Thank you for the quick response. 

Best

Simon
#
Hi Romain,

thanks for this fix!
On Sep 29, 2013, at 5:26 PM, Romain Francois <romain at r-enthusiasts.com> wrote:

            
I need some time to get this from the Rcpp source code to see what exactly is going on there - I don't have this deep understanding of the class structure, yet.
Your new rep Rcpp11 looks very interesting! I have to distribute my package not on CRAN, but at least to colleagues working on Windows machines using the Rtools package. Rtools relies on gcc 4.6 and from http://gcc.gnu.org/projects/cxx0x.html I conclude, that it does not support all features - I guess for Rcpp11 it needs at least gcc 4.7? 
On my own machine I can use it without a problem, but for the distribution among the Windows machines I fear I have to rely on the Rcpp CRAN version and use the nonconst reference as parameter. 

I am curious, what feature of C++11 does enable the const_string_proxy?
I see, that the class 'generic_proxy' has gone.
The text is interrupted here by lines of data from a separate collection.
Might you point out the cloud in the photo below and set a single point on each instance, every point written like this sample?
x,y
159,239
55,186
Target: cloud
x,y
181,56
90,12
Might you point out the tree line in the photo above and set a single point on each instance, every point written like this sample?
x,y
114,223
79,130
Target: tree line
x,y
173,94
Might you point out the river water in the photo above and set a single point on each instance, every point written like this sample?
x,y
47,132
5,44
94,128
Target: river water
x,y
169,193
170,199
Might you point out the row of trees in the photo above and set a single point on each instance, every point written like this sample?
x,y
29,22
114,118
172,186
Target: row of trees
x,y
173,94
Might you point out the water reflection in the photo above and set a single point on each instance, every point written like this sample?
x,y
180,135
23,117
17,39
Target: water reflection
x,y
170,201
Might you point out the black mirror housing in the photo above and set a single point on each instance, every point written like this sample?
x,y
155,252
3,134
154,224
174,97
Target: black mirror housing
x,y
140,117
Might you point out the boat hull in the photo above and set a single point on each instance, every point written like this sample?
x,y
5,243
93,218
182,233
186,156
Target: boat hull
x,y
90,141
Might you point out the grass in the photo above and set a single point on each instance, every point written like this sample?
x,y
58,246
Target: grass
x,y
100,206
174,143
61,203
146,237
What was its intention in Rcpp?


Best

Simon
#
Le 29/09/13 20:36, Simon Zehnder a ?crit :
You don't really need to understand how it is implemented.
I don't think so. These classes implement a proxy pattern. That is 
classic c++ pattern.

In essence, when you have a List and you call its operator[], what you 
get is a generic_proxy. This class's job is to define getters and 
setters in terms of operator= and implicit conversion operators so that 
you can do things like this:

List z ;
RObject x = z[0] ;
z[0] = 2 ;

The proxy classes take care of all the plumbing here.

But again, you should not need to know about this.

  
    
#
Le 29/09/13 20:36, Simon Zehnder a ?crit :
This is not yet my concern. For now I'm focused on developping.
Releasing and supporting windows will come later.

Right now, I'm using clang on OSX to develop.
This has nothing to do with C++11. It is just that I fixed this issue in 
Rcpp11 and while I was there I let people know how to fix it in Rcpp. I 
might do it myself, but I might also forget to do it.

  
    
#
Hi Romain,

thanks for the quick explanation of the idea behind the generic_proxy! - In addition, I am very glad, I do not have to understand everything what is going on under the hood. So I can concentrate on what I can do with it! 

Best

Simon
On Sep 29, 2013, at 8:46 PM, Romain Francois <romain at r-enthusiasts.com> wrote:

            
#
Hi Dirk,

this is where I took the idea from. The fasttime package works with delimited date patterns, which we often do not have. We have rather something like: 20130405 instead of 2013-04-05 (and I don't want to start with manipulating data in perl or python before reading it into R; this gets usually messy). WIthout a delimiter the code in fasttime does not work. I use the basic principle of Simon's code and extend it to undelimited date patterns with four year digits and two year digits; but using Rcpp instead of the C and the SEXPs. I see though, that the Date::mktime00 function does something very similar ? 

Does it even make sense to think about working with POSIXct in Rcpp or is this task already completed/unnecessary?


Best

Simon
On Sep 29, 2013, at 8:49 PM, Dirk Eddelbuettel <edd at debian.org> wrote:

            
#
Hi Romain,
On Sep 29, 2013, at 8:51 PM, Romain Francois <romain at r-enthusiasts.com> wrote:

            
Me too, and I can use it :)
Nice. This then should work on the Windows machines, too. Cool!